OBS: SNR abaixo de 20db fica uma bosta!!!!

Vamos para outro exemplo: Sinal do cliente -70dbm, noise -90dbm
90-70= 20db SNR

Com 20db de SNR vc NAO vai conseguir os 144 Mbps e sim uma taxa mais baixa!!! e quanto pior o SNR pior a taxa de troughput ou seja, mais baixo os Mbps

Em relacao a SISO, nao recomendo, eh 1x1 trafega menos dados, com 2x2 vc trafega o dobro de dados!! Mais como vc ja tem, vai utilizando agora mais se possivel nao utilize mais!

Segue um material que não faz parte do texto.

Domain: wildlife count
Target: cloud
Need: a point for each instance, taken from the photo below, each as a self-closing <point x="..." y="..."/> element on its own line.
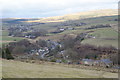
<point x="46" y="8"/>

Vc tera muito mais rendimento em uma celula toda 2x2 do que mista, alguns 1x1 e alguns 2x2!!!

Espero que posso ter ajudado!! 
[]´s

----------


## RadNet

> @*RadNet* ola fico feliz que tenha lido todo o topico, estou comentando minha experiencia com intelbras usando TDMA desde o inicio e tudo aqui nesse topico mesmo, apesar de nao ter sido eu que o abri!!!
> 
> bom segue um print recente da minha APC5+ com 25 wom conectadas, da uma reparada nele:
> 
> 
> bom da pra ve que tem wom a 10 dias online sem cair, olha o SNR dos clientes, o mais baixo meu eh 26db e todos os Mbps em 144, alguns em 115 mais nenhum abaixo de 100
> 
> ja passei 20Mb na wom com MSC11, meu ping aqui eh excelente media de 10ms
> 
> ...


Boa tarde a todos! 

Depois de alguns ajustes a rede aparentemente está 100% agora...

Já coloquei 15 clientes conectados no APC 5M, aqui. Pretendo colocar entre 30 a 40 clientes conectados Nele...

Um problema que notei que as antenas Wom 5000 e wom5000i, não conecta não horizontal, somente na vertical....


Desde já grato a todos!

Deus abençoe a todos !

----------


## Nks

@*RadNet* tem como vc me mandar um print da sua base sation, pra eu dar uma olhada!
vc disse que nao conecta na horizontal, isso quer dizer vc esta usando apenas uma via, ou seja siso, 1x1

Eu aqui uso mimo, 2x2 e conecta na horizontal e vertical!!!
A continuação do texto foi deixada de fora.